The reform, which will enter into force three months after its publication in the Gazette (August 12), does not just introduce a rebuttable presumption that there is an employment relationship for this group of workers, but recognizes, for the first time in Spanish employment law, the concept of algorithms as workforce managers. It classes as employment a provision of services irrespective of whether the management comes directly from the business through physical managers or through algorithms.
But from our perspective, the most important news for business is actually the inclusion of a new paragraph d) of section 64(4) of the Workers Statute, which grants the workforce’s legal representatives the right to be informed by the business “of the parameters, rules and instructions that serve as the basis of algorithms or artificial intelligence systems that affect decision making, which could have an impact on working conditions, access to and continued employment, including profiling”.
Although this is all new for the employment world, it is not the first time that Spanish law has seen an express regulation for automated decisions and artificial intelligence systems. Article 22 of the General Data Protection Regulation, which has been in force since May 2018, includes a provision that applies to any kind of relationship—including an employment one—prohibiting an individual from being subject to a decision solely based on automated processing of their personal data, except where necessary to execute a contract, where there has been an express legal authorization, or where based on the express consent of the data subject.
This kind of provision is starting to be reflected in collective bargaining. For instance, section 80(5) of the XXIV Banking Sector Collective Bargaining Agreement, entitled “Rights against artificial intelligence” introduces a similar provision to that included in the labor provision, and it will certainly not be the last.
The importance and impact that this reform will have are wide reaching, as potentially, it could affect any business, not just those in tech or the gig economy. It could also be extended further in the coming years, given the trend to increasingly use these algorithms to manage people, due to the advantages and objectivity they offer.

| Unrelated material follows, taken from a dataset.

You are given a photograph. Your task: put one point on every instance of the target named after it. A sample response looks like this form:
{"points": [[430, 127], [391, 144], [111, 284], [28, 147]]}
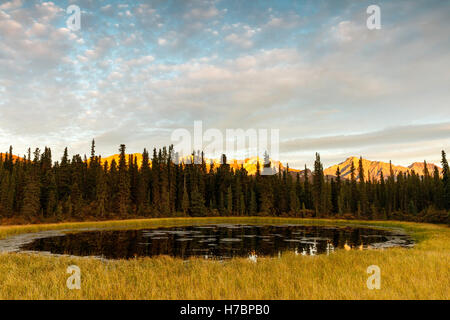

There have been major interpretation concerns, even pre-dating the publication in the Official Gazette, about businesses’ new reporting duty to the workforce’s legal representatives.
For example: What kind of algorithms or artificial intelligence systems are covered? What does it mean by “an impact on working conditions, access to and continued employment”?How, when and whom must be informed? And what if the workforce has no unitary representation? When the regulation refers to reporting the “parameters, rules and instructions” of the algorithms, how much detail is required? What if the artificial intelligence system has not been developed in house, but by an external provider?
On the one hand, this information could be considered secret company know how, as defined in section 1 of Spanish Act 1/2019, on Business Secrets. Although that legislation considers the obtainment of business secrets to be lawful when in the context of the legitimate exercise of the legal representation of workers, it anticipates that, logically, businesses will be reluctant to lay bare their systems. It will be interesting to analyze the liability to which legal representatives will be exposed in the event of a breach of their professional secrecy duty for information that could be highly valuable, and what contractual liability a business could face from its artificial intelligence services supplier following the disclosure of key data about its algorithm.
On the other hand, the right to information may always be exercised if algorithms or artificial intelligence systems “affect decision making that could have an impact on working conditions”. If interpreted literally, this provision could lead to an infinite number of scenarios, since the regulation would not require the decision to be directly imposed by the algorithm, just that the algorithm had a bearing on decision making (even where taken by a human).
The new development brought in by the amendment to section 64 of the Workers Statute is part of a clear legislative trend, coming from various bodies, to regulate artificial intelligence systems, particularly when they directly or indirectly interact with people. As well as the above regulations, an example of this can be seen in the recent proposal by the European Commission for harmonized rules on artificial intelligence, which, in recital 36, qualifies the use of artificial intelligence systems at work as ”high-risk, since those systems may appreciably impact the future career prospects and livelihoods of these persons.” Essentially, both the Government and labor stakeholders have been forced to get up to speed on the impact of disruptive technologies at work. The reform intends to make legislation consider the impact on labor relations (individual and collective), while the scope for business is yet to be seen.